We don’t always use simultaneous gradient descent
Many people pointed out that when using different variants of GANs, we don’t actually use simultaneous gradient descent. Notably, in WGANs, and also often in normal GANs when using instance noise, we always optimize the discriminator until convergence before taking a step with the generator. This nested-loop algorithm has very different behaviour compared to simultaneous gradient descent. Indeed, you can aruge it converges inasmuch as the outer loop which optimizes the generator can be interpreted as vanilla gradient descent on a lower bound. Of course this convergence only happens in practice if the optimal discriminator is unique with respect to the generator, or at least if the solution is stable enough to assume that the outer loop indeed evaluates gradients of a deterministic scalar function.
(Heusel et al, 2017) propose another optimization strategy relying on updating the discriminator and generator at different time scales/learning rates. The authors prove that this algorithm always converges to a local Nash equilibrium, and this property holds even when using the Adam optimizer on top.

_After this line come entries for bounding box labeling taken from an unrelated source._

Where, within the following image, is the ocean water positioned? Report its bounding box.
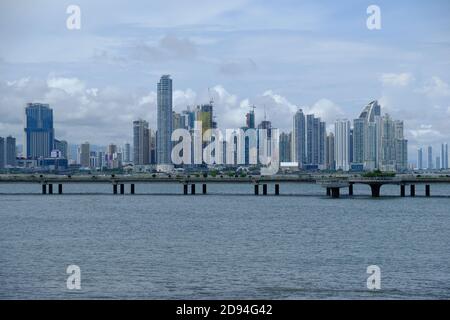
[0,184,450,299]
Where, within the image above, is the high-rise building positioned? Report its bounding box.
[133,120,150,165]
[123,142,134,163]
[427,146,433,170]
[24,103,55,159]
[353,118,366,164]
[156,75,172,166]
[172,111,186,130]
[53,139,69,159]
[334,120,350,171]
[306,114,326,168]
[325,132,336,170]
[5,136,17,167]
[280,132,292,162]
[245,110,255,129]
[0,137,5,169]
[80,142,91,168]
[444,143,449,169]
[353,101,381,170]
[291,109,306,167]
[417,148,423,170]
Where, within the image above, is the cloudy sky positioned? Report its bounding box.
[0,0,450,158]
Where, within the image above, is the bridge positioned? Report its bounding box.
[0,174,450,198]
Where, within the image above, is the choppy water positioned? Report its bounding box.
[0,184,450,299]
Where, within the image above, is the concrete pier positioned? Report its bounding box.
[410,184,416,197]
[400,184,406,197]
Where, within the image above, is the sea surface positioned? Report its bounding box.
[0,184,450,299]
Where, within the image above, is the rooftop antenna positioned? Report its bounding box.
[208,87,214,105]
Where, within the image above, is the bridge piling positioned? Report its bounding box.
[331,188,341,199]
[370,184,381,198]
[348,183,353,196]
[400,184,406,197]
[410,184,416,197]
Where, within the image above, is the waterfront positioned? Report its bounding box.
[0,184,450,299]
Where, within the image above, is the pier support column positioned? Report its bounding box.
[331,188,341,198]
[400,184,406,197]
[370,184,381,198]
[410,184,416,197]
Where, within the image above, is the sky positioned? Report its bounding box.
[0,0,450,160]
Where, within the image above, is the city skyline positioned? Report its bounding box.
[0,0,450,165]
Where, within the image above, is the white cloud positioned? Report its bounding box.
[419,76,450,98]
[380,73,414,87]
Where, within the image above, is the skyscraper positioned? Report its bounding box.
[306,114,326,168]
[80,142,91,168]
[0,137,5,169]
[417,148,423,170]
[156,75,172,170]
[133,119,150,165]
[427,146,433,170]
[280,132,292,162]
[123,142,134,163]
[245,110,255,129]
[5,136,16,167]
[353,118,366,164]
[53,139,69,159]
[291,109,306,167]
[325,132,336,170]
[24,103,55,159]
[334,120,350,171]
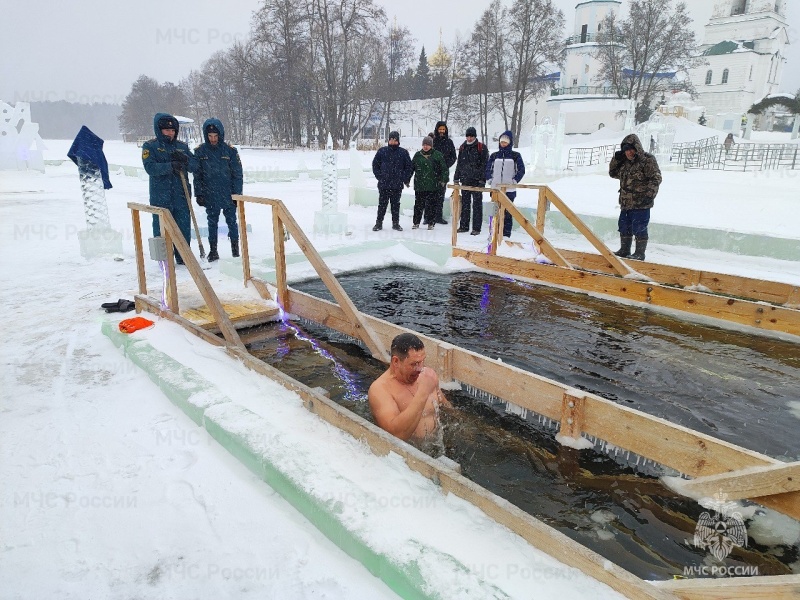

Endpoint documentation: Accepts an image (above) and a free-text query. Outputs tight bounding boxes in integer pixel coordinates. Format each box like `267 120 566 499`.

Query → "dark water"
294 268 800 460
245 269 800 579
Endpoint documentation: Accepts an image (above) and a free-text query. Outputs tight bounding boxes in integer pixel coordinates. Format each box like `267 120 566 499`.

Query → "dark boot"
208 240 219 262
631 238 647 260
614 235 633 258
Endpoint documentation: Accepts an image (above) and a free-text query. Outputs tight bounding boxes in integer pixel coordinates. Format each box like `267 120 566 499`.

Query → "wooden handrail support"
517 183 634 277
655 575 800 600
128 202 244 349
681 462 800 500
227 344 677 600
233 195 389 362
448 184 573 269
282 288 800 519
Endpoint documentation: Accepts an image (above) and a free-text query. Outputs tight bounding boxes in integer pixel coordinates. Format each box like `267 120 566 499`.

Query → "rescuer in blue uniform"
194 119 242 262
142 113 197 264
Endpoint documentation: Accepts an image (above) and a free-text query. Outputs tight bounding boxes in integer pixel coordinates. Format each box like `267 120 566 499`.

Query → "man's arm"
368 367 439 440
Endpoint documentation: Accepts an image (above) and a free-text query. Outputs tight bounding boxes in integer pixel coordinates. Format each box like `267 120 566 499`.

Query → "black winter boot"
631 238 647 260
614 235 633 258
208 240 219 262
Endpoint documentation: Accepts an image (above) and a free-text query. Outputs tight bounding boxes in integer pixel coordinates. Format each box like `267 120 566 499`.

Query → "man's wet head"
158 117 178 141
391 333 425 385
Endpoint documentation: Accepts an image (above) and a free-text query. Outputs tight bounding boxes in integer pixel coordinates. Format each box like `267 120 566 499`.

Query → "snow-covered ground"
0 140 800 599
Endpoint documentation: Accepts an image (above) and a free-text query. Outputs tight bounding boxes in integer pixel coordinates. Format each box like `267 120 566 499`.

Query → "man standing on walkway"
453 127 489 235
194 119 243 262
485 131 525 237
142 113 197 265
428 121 457 225
608 133 661 260
372 131 413 231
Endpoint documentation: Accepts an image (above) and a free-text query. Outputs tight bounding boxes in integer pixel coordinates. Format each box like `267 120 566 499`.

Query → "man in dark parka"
194 119 243 262
142 113 197 264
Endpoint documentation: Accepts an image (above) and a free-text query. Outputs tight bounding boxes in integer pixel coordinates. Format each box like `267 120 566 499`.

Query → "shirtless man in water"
369 333 451 442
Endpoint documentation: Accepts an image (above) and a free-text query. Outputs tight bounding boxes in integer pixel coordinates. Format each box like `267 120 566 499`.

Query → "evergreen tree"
413 46 431 99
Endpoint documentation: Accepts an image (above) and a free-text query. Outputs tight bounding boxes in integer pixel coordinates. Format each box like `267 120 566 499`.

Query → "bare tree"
252 0 310 145
596 0 702 122
495 0 566 139
119 75 187 136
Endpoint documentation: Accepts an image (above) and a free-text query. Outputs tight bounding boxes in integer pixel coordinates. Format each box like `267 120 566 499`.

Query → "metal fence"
567 136 800 171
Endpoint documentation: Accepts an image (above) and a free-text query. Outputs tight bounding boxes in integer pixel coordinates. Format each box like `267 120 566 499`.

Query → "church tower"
691 0 789 116
560 0 622 94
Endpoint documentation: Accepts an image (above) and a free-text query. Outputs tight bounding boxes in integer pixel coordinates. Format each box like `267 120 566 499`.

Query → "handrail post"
161 229 180 315
489 190 503 256
236 200 250 287
131 210 147 296
536 188 547 235
272 206 289 311
450 186 461 246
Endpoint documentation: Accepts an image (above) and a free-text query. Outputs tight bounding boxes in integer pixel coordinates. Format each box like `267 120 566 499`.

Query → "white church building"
690 0 789 116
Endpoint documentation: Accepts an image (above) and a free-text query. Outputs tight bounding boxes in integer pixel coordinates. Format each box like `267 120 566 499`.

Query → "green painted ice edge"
101 320 444 600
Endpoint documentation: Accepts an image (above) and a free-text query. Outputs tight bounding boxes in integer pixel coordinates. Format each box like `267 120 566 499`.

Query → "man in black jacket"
372 131 413 231
453 127 489 235
429 121 456 225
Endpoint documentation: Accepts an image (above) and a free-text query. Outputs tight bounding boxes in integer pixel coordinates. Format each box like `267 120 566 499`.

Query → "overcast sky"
0 0 800 104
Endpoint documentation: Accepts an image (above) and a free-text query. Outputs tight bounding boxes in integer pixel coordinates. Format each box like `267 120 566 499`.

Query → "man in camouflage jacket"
608 133 661 260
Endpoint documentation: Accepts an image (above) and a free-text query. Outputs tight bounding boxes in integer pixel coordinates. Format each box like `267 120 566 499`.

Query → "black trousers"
414 191 439 225
375 188 403 225
459 190 483 231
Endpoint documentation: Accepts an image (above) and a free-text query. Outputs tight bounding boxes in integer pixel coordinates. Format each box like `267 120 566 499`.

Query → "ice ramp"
102 319 640 600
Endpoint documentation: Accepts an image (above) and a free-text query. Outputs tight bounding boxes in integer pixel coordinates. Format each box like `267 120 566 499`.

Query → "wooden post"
545 187 632 277
275 203 389 363
489 190 503 256
131 210 147 295
161 230 180 315
559 389 586 439
536 188 547 235
451 187 461 246
235 196 250 287
436 342 455 383
272 206 289 311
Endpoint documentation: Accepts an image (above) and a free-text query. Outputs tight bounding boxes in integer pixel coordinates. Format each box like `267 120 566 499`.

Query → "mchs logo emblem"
694 493 747 561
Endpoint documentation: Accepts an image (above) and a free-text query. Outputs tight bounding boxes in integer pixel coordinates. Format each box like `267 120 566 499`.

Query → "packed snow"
0 129 800 599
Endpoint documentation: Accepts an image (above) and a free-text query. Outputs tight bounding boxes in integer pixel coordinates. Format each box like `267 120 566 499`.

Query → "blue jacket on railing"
67 125 111 190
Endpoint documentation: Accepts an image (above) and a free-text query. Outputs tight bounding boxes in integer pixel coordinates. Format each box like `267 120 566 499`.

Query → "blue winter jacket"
142 113 197 209
67 125 111 190
194 119 243 207
486 131 525 183
372 146 414 190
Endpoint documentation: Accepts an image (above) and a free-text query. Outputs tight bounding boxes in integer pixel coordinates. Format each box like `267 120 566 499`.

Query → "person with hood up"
194 119 243 262
142 113 197 265
608 133 661 260
453 127 489 235
372 131 414 231
411 136 450 229
485 131 525 237
428 121 457 225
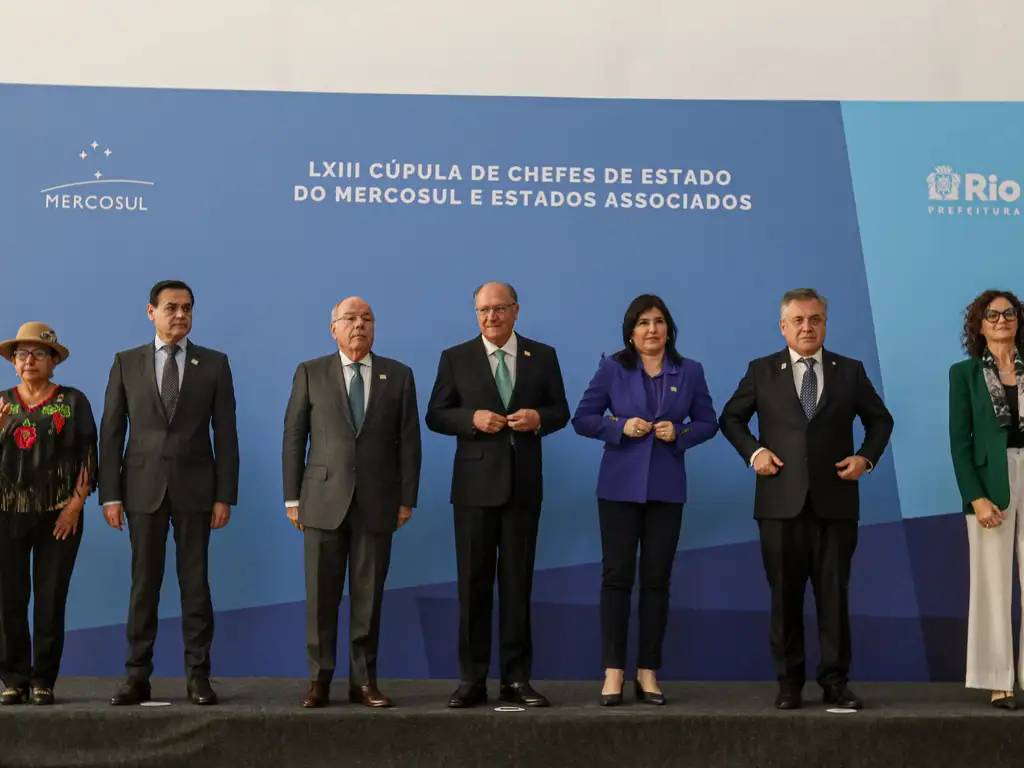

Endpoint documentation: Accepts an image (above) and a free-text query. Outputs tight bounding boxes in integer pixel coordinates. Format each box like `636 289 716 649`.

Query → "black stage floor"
0 678 1024 768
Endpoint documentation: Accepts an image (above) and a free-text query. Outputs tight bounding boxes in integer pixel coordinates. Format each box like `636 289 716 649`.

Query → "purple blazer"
572 357 718 504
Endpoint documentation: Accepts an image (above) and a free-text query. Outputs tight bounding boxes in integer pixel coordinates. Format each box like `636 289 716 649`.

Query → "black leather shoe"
29 685 53 707
775 685 804 710
633 680 666 707
111 679 150 707
992 696 1017 711
821 683 864 710
186 677 217 707
449 683 487 710
601 691 623 707
498 683 551 707
0 685 29 705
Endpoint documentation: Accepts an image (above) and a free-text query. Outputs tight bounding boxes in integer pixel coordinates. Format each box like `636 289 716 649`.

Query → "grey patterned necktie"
800 357 818 420
348 362 367 432
160 344 178 421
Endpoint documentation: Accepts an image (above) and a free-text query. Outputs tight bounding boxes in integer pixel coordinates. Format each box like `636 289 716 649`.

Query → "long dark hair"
961 289 1024 357
612 293 683 369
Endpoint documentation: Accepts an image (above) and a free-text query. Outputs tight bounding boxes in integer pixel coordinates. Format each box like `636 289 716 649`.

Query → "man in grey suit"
99 281 239 705
282 296 421 708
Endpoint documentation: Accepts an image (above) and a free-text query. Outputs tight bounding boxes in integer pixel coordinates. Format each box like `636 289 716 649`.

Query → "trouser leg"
637 502 683 670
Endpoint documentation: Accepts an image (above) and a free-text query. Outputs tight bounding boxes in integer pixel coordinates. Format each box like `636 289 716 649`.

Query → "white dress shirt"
338 349 374 414
154 336 188 394
285 349 374 507
103 336 188 507
480 332 519 387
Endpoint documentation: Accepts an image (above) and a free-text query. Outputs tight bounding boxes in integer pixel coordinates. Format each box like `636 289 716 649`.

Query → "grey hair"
778 288 828 317
473 280 519 304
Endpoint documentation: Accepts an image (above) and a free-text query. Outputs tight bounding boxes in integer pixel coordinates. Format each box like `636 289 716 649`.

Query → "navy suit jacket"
572 357 718 504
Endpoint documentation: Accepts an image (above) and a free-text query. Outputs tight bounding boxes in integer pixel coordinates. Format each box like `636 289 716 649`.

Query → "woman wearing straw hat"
0 323 96 705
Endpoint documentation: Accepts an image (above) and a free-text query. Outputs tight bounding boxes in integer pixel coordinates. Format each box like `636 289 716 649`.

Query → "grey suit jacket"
99 341 239 513
282 352 421 532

This algorithm was later used successfully for training Coulomb GANs.
Gradient Descent GAN optimization is locally stable
In another great NIPS paper (Nagarajan and Kolter, 2017) study convergence properties of simultaneous gradient descent for various GAN settings. Using similar apparatus to the Numerics of GAN paper, they show that simultaneous GD is actually stable and convergent in the local neighborhood of the Nash equilibrium. On the other hand, it is also shown that WGANs have non-convergent limit cycles around the equilibrium (these are vector fields that make you go around in circles, like the example above). So, in WGANs we have a real problem with gradient descent. Based on these observations the authors go on to define regularization strategy that stabilizes gradient descent. Highly recommended paper.